“Si vis pacem, para bellum”
This is a concept I’ve been thinking about for a while. The idea is that a thing, device, concept, or idea can greatly benefit by the addition of something that goes against everything the original stood for. ‘Complimenting Duality’ is a name I came up with for this idea because I noticed it one day (in what, I cannot remember), and then started to recognize all around me.
It’s related to the idea of Yin & Yang and keeping everything in balance, but mixed with the law of diminishing returns. It’s not the idea that you must have equal amounts of column A and column B to keep yourself centered, but that the further into Column A your are, the more you gain from taking parts of column B. The more your take from B, the less invested your are in A, and the less you gain from every further borrowing from B.
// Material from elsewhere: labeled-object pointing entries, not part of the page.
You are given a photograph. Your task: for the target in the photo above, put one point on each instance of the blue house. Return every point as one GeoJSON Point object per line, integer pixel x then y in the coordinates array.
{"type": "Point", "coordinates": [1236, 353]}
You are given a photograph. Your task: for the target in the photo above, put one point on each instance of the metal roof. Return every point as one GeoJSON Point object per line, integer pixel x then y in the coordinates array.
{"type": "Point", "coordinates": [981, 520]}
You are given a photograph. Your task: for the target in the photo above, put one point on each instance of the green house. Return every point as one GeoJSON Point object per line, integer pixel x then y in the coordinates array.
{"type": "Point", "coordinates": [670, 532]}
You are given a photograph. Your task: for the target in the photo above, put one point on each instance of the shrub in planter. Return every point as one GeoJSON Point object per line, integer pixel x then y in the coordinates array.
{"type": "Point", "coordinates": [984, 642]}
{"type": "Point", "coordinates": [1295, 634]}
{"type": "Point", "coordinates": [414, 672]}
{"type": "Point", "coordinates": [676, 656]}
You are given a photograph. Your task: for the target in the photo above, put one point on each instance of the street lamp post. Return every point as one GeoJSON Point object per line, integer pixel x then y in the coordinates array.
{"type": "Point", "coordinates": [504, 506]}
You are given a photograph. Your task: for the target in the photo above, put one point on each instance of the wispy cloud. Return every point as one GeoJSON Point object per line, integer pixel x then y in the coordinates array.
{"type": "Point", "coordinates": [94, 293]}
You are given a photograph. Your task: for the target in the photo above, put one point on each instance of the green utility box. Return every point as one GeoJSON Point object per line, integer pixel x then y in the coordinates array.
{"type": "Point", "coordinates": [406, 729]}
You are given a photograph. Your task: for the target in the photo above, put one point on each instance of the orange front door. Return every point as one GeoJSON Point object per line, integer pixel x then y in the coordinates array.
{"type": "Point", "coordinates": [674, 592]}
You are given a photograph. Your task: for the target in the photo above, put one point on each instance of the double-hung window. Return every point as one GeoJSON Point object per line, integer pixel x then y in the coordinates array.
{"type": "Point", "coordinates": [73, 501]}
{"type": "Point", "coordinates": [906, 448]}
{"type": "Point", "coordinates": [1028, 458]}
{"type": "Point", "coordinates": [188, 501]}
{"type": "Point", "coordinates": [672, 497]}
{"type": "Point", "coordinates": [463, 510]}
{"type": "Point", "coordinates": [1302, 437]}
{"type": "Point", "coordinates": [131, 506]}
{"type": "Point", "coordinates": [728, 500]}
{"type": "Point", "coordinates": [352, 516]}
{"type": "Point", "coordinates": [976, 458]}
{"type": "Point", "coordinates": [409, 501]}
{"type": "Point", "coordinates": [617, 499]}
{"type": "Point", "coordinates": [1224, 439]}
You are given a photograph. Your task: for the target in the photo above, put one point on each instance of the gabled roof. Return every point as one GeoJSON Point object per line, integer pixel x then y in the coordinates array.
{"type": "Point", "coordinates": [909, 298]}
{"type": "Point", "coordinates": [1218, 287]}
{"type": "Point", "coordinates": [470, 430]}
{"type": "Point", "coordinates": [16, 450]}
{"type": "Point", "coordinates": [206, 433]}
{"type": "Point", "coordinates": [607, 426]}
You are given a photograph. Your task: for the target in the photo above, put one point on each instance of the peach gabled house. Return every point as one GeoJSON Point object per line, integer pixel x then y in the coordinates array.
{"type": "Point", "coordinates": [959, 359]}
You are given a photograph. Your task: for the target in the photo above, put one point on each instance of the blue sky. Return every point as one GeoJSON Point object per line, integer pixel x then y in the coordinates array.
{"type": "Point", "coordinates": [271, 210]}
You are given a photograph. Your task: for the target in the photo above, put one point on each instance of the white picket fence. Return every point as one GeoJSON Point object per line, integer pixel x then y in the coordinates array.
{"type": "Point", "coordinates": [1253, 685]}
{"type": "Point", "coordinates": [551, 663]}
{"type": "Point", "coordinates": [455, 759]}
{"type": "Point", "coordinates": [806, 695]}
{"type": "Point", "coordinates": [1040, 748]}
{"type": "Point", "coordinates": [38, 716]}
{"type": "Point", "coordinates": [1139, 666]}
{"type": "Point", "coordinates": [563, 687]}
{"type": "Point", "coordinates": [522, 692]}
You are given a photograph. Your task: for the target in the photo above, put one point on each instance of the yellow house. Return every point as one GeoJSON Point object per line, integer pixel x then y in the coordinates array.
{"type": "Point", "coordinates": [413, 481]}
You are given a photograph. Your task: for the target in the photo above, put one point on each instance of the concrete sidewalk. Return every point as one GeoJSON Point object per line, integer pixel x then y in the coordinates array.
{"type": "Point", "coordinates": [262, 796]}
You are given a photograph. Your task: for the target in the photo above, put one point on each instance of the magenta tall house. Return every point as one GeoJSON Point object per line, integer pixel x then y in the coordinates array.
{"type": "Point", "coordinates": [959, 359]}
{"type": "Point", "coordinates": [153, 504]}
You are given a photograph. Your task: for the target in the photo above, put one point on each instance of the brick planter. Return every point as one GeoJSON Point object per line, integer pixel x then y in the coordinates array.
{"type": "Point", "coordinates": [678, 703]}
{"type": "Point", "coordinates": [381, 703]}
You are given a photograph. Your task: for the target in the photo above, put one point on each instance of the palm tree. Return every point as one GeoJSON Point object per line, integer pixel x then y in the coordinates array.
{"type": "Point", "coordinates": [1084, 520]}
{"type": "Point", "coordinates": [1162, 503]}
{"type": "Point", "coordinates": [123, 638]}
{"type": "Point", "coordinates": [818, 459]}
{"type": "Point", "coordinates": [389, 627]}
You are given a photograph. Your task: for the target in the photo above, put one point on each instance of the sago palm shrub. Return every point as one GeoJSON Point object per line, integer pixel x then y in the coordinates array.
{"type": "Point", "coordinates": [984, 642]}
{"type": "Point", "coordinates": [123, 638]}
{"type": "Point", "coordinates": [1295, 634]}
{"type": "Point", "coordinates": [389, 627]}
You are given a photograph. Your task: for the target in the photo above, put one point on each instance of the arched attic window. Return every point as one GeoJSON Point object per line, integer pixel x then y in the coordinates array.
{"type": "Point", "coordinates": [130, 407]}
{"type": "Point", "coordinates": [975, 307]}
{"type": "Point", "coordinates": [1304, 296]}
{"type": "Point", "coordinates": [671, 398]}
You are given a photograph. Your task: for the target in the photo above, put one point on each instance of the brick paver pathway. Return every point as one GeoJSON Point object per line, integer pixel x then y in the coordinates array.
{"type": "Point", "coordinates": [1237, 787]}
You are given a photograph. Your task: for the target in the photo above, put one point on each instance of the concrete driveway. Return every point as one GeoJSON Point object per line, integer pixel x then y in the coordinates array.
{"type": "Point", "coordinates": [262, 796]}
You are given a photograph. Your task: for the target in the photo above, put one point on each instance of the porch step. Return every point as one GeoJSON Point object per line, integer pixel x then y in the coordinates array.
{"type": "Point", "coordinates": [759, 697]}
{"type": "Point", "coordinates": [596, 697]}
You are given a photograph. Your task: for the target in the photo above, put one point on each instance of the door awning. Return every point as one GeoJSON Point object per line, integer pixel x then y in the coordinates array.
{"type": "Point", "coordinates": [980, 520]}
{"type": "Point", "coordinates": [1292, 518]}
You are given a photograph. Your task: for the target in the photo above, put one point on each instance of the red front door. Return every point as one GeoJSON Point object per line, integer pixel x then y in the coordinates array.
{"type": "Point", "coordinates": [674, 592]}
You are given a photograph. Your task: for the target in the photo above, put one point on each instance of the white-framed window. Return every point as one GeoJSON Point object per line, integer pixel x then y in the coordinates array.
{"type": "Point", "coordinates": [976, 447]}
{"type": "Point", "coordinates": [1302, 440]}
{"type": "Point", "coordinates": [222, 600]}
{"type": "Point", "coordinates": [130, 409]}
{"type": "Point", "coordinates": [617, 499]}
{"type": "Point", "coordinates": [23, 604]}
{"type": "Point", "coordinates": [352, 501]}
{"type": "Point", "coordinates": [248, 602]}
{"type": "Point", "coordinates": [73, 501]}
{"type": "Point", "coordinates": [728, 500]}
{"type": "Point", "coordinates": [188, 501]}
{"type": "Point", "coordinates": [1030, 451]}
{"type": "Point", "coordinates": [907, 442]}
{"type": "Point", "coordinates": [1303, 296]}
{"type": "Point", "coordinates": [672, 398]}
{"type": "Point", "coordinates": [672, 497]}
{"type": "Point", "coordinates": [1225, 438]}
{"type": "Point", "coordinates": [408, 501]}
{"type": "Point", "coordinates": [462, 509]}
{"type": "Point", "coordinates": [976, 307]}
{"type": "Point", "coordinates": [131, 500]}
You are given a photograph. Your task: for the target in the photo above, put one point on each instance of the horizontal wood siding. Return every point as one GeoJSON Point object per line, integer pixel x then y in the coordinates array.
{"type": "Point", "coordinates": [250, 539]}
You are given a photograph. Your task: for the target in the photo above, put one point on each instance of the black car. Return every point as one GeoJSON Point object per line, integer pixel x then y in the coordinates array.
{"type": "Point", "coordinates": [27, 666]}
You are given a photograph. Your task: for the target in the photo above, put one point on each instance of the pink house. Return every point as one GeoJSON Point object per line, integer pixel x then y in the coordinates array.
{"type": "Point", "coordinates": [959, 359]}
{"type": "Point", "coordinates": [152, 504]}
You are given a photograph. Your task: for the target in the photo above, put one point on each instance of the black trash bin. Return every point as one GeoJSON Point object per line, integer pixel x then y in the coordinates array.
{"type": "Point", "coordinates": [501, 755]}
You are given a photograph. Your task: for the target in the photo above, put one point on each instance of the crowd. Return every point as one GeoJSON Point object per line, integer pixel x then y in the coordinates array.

Imagine a pistol shooter. He (or she, I don’t care) has spent thousands of dollars on pistol shooting. Fast, up close, high volume, far away, one handed drills, etc, he’s studied and has a working knowledge of it, if not downright expertise. What can this individual do to improve their skill? Take a long range precision course. Sounds dumb, right? Well, that shooter is so heavily invested in up close, high volume speed shooting that something in the complete opposite direction would give them the most benefit. Going the other way for a bit will open that person’s eyes to a whole new way to think about shooting, about trigger control, breathing cycles, natural point of aim, etc. Except it doesn’t have to be a long range precision class. The opposite direction that the tactical pistol shooter could go could be learning skeet shooting for a bit. Or martial arts. Something that gets the mind out of the same line of thinking that they were in previously.
Don’t think this is exclusive to guns and shooting, either. If a person is well versed in the ballistic arts, taking some time to study hand to hand martial arts would be immensely beneficial. If a person spends all their time in an office, going outside and out into nature for a bit will do wonders for them. Most men could really benefit from learning to cook a handful of dishes.
The more focused you are in one area, the more you will benefit from studying something else. Not necessarily in the field that you were focused on, though it is often just the case. The idea is to break ourselves out of the ruts we inevitably become stuck in, whether we realize it or not, and make ourselves into more complete and well rounded people.